CS244 ’15: Mosh | Reproducing Network Research Results


Team: Kevin McKenzie and Patrick Harvey

Introduction

Mosh: An Interactive Remote Shell for Mobile Clients was developed by Keith Winstein and Hari Balakrishnan of MIT. The original paper can be found here: http://mosh.mit.edu/mosh-paper.pdf

Mosh is an interactive shell that can be operated remotely from a variety of clients, including end-user PCs and mobile devices. As stated in the paper, Mosh “is a remote terminal application that supports intermittent connectivity, allows roaming, and speculatively and safely echoes user keystrokes for better interactive response over high-latency paths” [2]. It uses the new State Synchronization Protocol (SSP) to synchronize client and server state even as a user’s location and IP address changes.

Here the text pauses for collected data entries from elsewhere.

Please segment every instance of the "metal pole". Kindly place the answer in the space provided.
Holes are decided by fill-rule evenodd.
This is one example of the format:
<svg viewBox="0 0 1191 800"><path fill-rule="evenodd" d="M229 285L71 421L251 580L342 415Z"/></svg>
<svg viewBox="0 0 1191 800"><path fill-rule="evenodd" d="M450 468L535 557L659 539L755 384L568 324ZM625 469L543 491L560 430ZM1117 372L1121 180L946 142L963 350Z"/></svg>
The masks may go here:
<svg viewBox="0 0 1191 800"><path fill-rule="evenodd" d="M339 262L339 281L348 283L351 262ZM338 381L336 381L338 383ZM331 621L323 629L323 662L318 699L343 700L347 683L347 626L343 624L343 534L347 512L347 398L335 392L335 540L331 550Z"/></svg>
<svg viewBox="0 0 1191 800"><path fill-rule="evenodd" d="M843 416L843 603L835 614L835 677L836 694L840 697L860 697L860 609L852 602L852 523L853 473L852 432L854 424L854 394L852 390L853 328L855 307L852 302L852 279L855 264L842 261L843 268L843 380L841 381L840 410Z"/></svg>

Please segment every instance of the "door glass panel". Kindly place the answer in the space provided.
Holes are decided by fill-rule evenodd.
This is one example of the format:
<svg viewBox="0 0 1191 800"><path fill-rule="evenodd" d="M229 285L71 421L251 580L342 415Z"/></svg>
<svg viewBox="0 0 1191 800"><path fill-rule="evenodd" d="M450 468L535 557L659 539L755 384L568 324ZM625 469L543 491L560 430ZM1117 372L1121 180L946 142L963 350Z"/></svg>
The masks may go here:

A competing protocol for Mosh is traditional SSH.  SSH does not allow for changes to IP address and does not perform well over high-latency paths.  The authors demonstrated that SSH echos keystrokes with a median latency of 503 ms over 3G connections.  Research by Card et al. in 1991 showed that response times of 100 ms or less were vital to the user for a fluid-feeling response [1].  Mosh introduces a predictive local echo that anticipates the echo for most keystrokes (like alphanumeric characters typed into a text editor) and displays them as soon as possible.  This significantly reduces the median time of response to 5 ms.

Motivation

Mosh is a massive improvement over SSH for mobile clients and laptops.  It is incredibly frustrating to lose your SSH connection each time you close your laptop, move to a different cell phone tower, or switch between 4G and Wifi.  The predictive local echo ensures a smooth typing experience, even over flaky connections.  Each of these improvements have caused us to switch to using Mosh for most remote work.  Our goal is to validate the findings from the original Mosh paper to prove the benefits of such as system.

Results

The Mosh authors proved two major accomplishments in their paper.  First, they proved that Mosh would allow for roaming while maintaining a consistent connection to the remote host.  They showed that Mosh will keep a connection alive even while switching between technologies (Wifi to 3G, etc), switching IP addresses, and resuming a connection after waking up your device.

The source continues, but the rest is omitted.